Bu kocamın dört haftadır görmediğim yüzüydü.
 
Hala acayip yakışıklıydı. Derin gecenin saf karanlığı gibi siyah saçlar, canlı safir gözleriyle bir aradaydı. Ve heykelimsi, yüz hatları ona çok yakışıyordu.
 
Kocam, Valentio Dükü, Thedore.
 
Bu adamın tek kusuru vardı, o da bendim.
 
“Can..”
 
Neredeyse farkında olmadan ona ‘canım’ diye seslenecektim ama kendimi durdurmayı başardım. Ona sevimli bir şekilde adıyla ya da çiftler arasında kullanılan terimlerle seslenmem doğru değildi.... çünkü  aramız hiç öyle olmamıştı.
 
“...Dük.”
 
Harikaydı. Ona yakın olmayan biri için gayet uygun bir terimdi. Uygun terim. Ben ona Dük veya Majesteleri derdim o da bana kızlık soyadımı kullanarak Bayan Everett derdi.
“...”
 
Şu anda, yatakta oturmuş bana bakarken bir eliyle perdeyi tutuyordu. Gözleri genişledi.
 
1,2,3 saniye geçti...zaman su gibi aktı. Kafa karışıklığım içinde tereddütlüydüm ve alaycı sesinin ne zaman patlayacağını merak ediyordum.
 
Ama o hiçbir şey demedi mi?
 
Bana bakmaya devam eden kocam yavaş yavaş kaşlarını çattı. Sonra hafifçe başını yana eğdi ve dudaklarını açtı. Parmaklarım kenetliyken çok terledim.
 
Hemen geri dönmeli miyim?
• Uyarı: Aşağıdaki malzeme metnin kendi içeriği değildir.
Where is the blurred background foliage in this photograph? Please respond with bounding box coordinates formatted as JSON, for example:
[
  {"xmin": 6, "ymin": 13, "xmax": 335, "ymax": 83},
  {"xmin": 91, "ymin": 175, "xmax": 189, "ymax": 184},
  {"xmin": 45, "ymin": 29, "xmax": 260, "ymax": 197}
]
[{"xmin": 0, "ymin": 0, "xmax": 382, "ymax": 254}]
Kocam bir şey demeden önce. Devam etmeli ve ‘Dinlenmenizi böldüğüm içi özür dilerim, şimdi gidiyorum..’ demeliyim.
 
Kocamın sert sözlerini duymaya alıştım ama hala onlardan korkuyordum. Keskin, soğuk sesi her seferinde kalbime saplanan bir bıçak gibiydi.
 
Buna alıştım çünkü iş için dışarıda olduğu günler hariç her zaman bu sözleri duymaya devam ediyordum. Evliliğimizin bir yıl altı ayı boyunca böyle olmuştu.
 
Dudaklarım kurumuştu fakat onları yalayıp konuştum.
 
“Özür dilerim...”
“...Kimsin?”
 
“..Hah?”
 
O ne dedi şimdi? Gerildim ve boş boş baktım. Ama kocam şaşkın bir bakışla arkasına baktı. Buna şaşırdım çünkü gözlerinde kırgınlık göremiyordum.
 
Bana sürekli baş belasıymışım gibi baktı. Bu evde ebediyen bir yabancı olacaktım, bu adam beni hiç hoş karşılamadı.
 
Mavi gözleri bana her döndüğünde soğuktu bu yüzden az önce içlerinde alışılmadık bir sıcaklık olduğunu gördüm... nihayet delirdim mi diye düşündüm.
 
Şu an halüsinasyon gördüğümü söylemek garip olmazdı. Hep bana iyi davranacağı bir zamanı hayal etmiştim doğru- belki de bu yüzden kocamın bakışını istediğim gibi yorumluyorum.
 
“Ben..”
-senin karınım.
 
Bir şekilde bunu söylemek zordu. Kağıt üzerinde bir karı kocaydık ama birbirimiz için iki yabancıdan fazlası değildik. İlk gecemizi bile geçirmedik. Evliliğin başından bugüne kadar yalnızdım.
 
“Lordum?”
 
Cevap veremediğim için benim adıma doktor kocama seslendi. Doktor ona baktı ama kocam gözlerini benden ayrımadı.
 
Sanki hiçbir ayrıntıyı kaçırmak istemiyormuş gibi bana yakından baktı ve ben farkında olmadan omuzlarım küçüldü. Onun nesi var? Beni gerçekten tanımadı mı?
 
“Hatırlamıyor musunuz, Lordum? O sizin karınız.”
 
“Karım..”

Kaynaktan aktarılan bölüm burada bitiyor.